Year Three students from the Department of Urban Planning and Design at Xi’an Jiaotong-Liverpool University made a fieldtrip to villages on Xishan Island, located in the middle of Tai Lake, under the supervision of Dr Sheng Zhong and Hong Ni, a PhD student and Teaching Assistant.
Information collected during the fieldtrip will benefit students in completing their Rural Planning module, helping student project groups identify key local assets as well as sustainability challenges facing the village both locally and regionally.
“We learned a lot on this fieldtrip and our investigations enabled us to collect more detailed and practical information,” said student Xiang Zhou.
Suzhou’s tremendous spatial expansion and fast socioeconomic development in the past several decades not only transformed the central city, but also rural areas in the metropolitan hinterland.
Xishan Island, the largest freshwater island in China, has undergone tremendous environmental, economic and social changes, evolving from an agricultural base with a rich historic legacy to a hot spot of recreation and tourism, particularly for residents in the lower Yangtze Delta region.
“These changes have brought both opportunities and challenges to the sustainability of several villages on the Island,” explained Dr Sheng Zhong, lecturer in the Department of Urban Planning and Design at XJTLU.
“China’s metropolitan development in the past has privileged urban over rural areas and the resulting urban-rural disparity has placed rural communities at the center of scholastic enquiry and policy interventions,” she said.
The 38 students and two faculty members were welcomed by local leaders and villagers. Mr Qi, the Shigong Village Party Secretary, gave XJTLU visitors an introduction to local development policies and practices and answered students’ questions on rural economic development, social service provision, land use change, environmental protection, public finance, and community governance.
Students and faculty members then conducted fieldwork in Nanwan Village, which is overseen by the government of Shigong Village and has a population of about 200 people. Based on research plans developed prior to the fieldtrip, eight project groups carried out their site investigations on various dimensions of local sustainability.
“We learned a lot of information that cannot be available in books,” said student Shengxi Xin. “For instance, the real feelings of local residents on tourism development.
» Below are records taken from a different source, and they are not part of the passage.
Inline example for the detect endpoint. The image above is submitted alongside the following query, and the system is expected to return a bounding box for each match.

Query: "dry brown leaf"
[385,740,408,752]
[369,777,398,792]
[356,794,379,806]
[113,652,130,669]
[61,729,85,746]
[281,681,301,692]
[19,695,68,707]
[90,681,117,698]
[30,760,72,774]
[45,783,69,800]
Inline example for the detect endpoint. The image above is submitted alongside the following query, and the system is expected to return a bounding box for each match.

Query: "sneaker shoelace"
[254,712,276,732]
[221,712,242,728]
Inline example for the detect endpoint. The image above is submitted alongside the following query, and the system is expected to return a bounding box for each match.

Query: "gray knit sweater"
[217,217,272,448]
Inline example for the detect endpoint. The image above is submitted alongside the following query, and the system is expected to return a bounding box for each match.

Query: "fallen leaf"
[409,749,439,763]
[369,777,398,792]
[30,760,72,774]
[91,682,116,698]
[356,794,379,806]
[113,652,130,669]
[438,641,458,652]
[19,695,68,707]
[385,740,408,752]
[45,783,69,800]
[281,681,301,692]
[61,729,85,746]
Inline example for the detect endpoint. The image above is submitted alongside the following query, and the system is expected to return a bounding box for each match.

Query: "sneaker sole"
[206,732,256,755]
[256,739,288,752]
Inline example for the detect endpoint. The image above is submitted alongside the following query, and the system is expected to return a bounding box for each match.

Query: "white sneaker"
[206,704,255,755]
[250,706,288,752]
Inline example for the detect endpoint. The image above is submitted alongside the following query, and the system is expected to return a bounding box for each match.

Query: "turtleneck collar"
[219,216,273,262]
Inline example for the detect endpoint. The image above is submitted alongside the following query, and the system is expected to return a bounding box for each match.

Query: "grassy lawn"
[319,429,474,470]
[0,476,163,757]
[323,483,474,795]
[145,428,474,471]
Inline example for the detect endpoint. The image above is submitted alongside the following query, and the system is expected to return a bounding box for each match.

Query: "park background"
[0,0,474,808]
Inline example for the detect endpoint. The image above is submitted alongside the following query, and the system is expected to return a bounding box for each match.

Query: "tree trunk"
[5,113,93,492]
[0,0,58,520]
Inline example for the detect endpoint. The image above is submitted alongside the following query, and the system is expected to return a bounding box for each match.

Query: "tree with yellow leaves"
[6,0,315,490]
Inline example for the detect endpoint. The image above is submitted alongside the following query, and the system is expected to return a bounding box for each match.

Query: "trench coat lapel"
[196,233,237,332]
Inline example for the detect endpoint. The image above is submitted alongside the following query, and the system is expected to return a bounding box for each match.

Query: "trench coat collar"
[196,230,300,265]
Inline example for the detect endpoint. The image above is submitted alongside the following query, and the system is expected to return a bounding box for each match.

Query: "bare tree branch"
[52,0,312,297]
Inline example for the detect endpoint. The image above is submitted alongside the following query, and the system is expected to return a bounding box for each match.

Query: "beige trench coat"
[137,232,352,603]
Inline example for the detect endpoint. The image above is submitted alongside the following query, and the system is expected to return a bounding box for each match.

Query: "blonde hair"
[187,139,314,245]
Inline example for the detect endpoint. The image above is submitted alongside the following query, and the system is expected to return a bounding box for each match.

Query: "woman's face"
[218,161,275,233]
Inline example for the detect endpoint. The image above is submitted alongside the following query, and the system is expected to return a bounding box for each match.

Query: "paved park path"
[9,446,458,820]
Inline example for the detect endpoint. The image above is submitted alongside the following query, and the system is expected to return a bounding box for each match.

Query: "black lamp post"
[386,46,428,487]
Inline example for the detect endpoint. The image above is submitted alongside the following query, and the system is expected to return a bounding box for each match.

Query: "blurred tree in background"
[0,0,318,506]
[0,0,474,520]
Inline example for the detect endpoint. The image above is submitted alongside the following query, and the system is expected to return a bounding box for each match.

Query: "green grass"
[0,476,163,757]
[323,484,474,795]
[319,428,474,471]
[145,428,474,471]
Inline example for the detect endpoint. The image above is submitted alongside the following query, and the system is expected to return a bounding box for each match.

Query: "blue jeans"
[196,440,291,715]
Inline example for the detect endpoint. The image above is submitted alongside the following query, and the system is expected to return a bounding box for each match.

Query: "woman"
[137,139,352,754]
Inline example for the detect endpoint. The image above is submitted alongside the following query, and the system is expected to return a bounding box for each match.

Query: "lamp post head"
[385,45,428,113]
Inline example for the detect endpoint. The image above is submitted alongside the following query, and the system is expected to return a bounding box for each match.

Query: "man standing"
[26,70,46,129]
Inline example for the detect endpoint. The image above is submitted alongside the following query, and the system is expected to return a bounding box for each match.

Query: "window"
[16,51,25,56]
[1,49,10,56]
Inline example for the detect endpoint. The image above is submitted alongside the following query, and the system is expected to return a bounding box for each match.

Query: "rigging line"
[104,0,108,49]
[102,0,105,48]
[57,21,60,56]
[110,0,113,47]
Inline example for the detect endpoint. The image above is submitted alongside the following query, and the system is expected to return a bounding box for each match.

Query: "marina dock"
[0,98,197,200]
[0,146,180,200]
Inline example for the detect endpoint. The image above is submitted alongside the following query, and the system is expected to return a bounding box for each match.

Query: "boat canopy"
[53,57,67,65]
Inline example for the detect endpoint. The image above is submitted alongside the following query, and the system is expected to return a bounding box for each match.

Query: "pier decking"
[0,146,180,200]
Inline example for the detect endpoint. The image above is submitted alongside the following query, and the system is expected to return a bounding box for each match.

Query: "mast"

This forces us to rethink what we envisage for the place, asking ourselves if we really understand what people need.”
In addition to observing the features of the rural natural and built environment, students talked to local villagers about their livelihood, community needs, and future visions. Students and faculty members also visited Mingyuewan Village, a national historic village and a key tourists’ attraction in the area.
“In the conversations with local villagers, we learnt people’s real thoughts instead of guessing their thoughts in the classroom,” said Xiang Zhou. “In addition, site investigations let us realise the importance of group work and helped enhance our collaborative spirit.”
Built on the understanding and analysis of the villages, students will formulate development strategies and community participation proposals to achieve long-term sustainability.
“The Department of Urban Planning and Design at XJTLU has always put a high premium on building a nexus between research and teaching,” said Dr Sheng Zhong, “and we focus on incorporating theoretical knowledge with practical knowledge.”
At the end of the semester, selected student work will be translated into Chinese and provided to local communities so that knowledge gained from the research and learning process will generate real social impacts.
The Department of Urban Planning and Design offers a BA in Urban Planning and Design, as well as full- and part-time masters options, and PhD supervision by researchers with a broad range of interests.